Les premières réactions
«Il s'agit d'une confirmation importante en termes d'années d'emprisonnement», commente la substitut du procureur général près la Cour d'appel de Turin, Sara Panelli. «Bien sûr, aucune condamnation n'est satisfaisante, mais l'accusation élaborée par la Cour d'assises de première instance a été maintenue. Cela peut être dit et c'est important. Ensuite, pour les faits déclarés prescrits ou configurés autrement, nous devrons bien sûr lire les motivations pour comprendre le raisonnement de la Cour», a déclaré la magistrate. «La réduction de la peine est dictée par les cas qui sont entre-temps tombés sous le coup de la prescription», explique pour sa part l'avocate Laura D'Amico, avocate de la partie civile. Même parmi les représentants des victimes et de leurs familles, un certain optimisme règne : «La culpabilité a été confirmée et nous considérons donc ce jugement comme une affirmation de la justice. Nous espérons que cela contribuera à faire toute la lumière sur cette affaire, car une catastrophe de cette ampleur qui ne serait pas suivie d'une condamnation importante serait le comble. Ce serait un échec de la justice», commente Bruno Pesce, de l'Association des familles et des victimes de l'amiante de Casale Monferrato (AFEVA).
Du côté de la défense, l'avocat Astolfo Di Amato s'exprime ainsi : «Nous sommes partiellement satisfaits de la partie de notre appel qui a été accueillie. Nous ferons appel devant la Cour de cassation pour le reste».
Affaire renvoyée devant la Cour de cassation
La Cour de cassation a jusqu'à présent annulé toutes les condamnations prononcées au cours des quinze dernières années à l'encontre de Schmidheiny par les cours d'appel : en 2014, elle avait en effet cassé la condamnation à 18 ans pour catastrophe environnementale prononcée lors du premier procès historique; et plus récemment, dans le cadre de l'affaire Eternit bis, concernant l'usine de Bagnoli où le milliardaire suisse a été condamné en première et deuxième instance à trois ans et demi pour un cas de décès par mésothéliome, elle a annulé la décision des juges napolitains et ordonné la refonte du procès en appel. Il en a été de même dans la procédure concernant l'usine de Cavagnolo: dans cette affaire, la Haute Cour a annulé à deux reprises le jugement d'appel (dans lequel Schmidheiny avait été condamné à un an et huit mois pour homicide involontaire sur la personne d'un ancien ouvrier décédé d'asbestose) et ordonné la reprise du procès.
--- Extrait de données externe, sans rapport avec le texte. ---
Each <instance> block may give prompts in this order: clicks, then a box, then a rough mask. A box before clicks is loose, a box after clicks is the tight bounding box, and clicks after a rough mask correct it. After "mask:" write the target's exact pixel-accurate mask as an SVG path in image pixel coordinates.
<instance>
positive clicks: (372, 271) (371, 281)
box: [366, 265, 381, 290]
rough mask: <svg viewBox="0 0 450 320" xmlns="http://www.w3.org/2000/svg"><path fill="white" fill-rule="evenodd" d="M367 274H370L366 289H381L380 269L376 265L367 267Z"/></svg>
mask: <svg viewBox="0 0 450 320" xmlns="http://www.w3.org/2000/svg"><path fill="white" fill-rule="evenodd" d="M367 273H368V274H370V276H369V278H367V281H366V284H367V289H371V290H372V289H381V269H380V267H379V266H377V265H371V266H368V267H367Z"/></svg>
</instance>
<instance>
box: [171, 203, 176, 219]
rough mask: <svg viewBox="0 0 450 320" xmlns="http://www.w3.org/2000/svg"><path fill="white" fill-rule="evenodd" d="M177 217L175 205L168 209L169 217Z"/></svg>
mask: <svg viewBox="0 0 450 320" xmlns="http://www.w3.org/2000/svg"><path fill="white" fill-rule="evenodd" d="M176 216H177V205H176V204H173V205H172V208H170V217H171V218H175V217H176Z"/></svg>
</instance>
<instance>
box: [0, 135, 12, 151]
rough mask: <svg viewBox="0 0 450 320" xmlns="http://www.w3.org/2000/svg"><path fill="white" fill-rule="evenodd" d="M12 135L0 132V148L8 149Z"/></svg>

Le résultat final est un non-lieu, puisque l'affaire est prescrite depuis le 17 avril 2025.
Il faudra maintenant attendre quelques mois pour savoir si le jugement rendu aujourd'hui à Turin dans le volet le plus important de l'affaire Eternit bis aura un meilleur sort devant les juges de la Cour suprême. En particulier en ce qui concerne le lien de causalité entre les décès et le comportement de l'accusé, qui est l'un des aspects les plus controversés de toute l'affaire et qui, d'ailleurs, a également été porté à l'attention de la Cour ce matin avant que la chambre du conseil ne se retire, par l'avocat de la défense Guido Carlo Alleva, qui est intervenu pour la dernière réplique. Une intervention dans laquelle il a réaffirmé la thèse d'une « étrangeté » substantielle de Schmidheiny : «On ne peut lui attribuer une responsabilité générale pour ce qui s'est passé ; l'usine existait depuis 1907 et, malheureusement, Casale est polluée depuis lors». L'affaire judiciaire de Stephan Schmidheiny en Italie n'est donc pas close.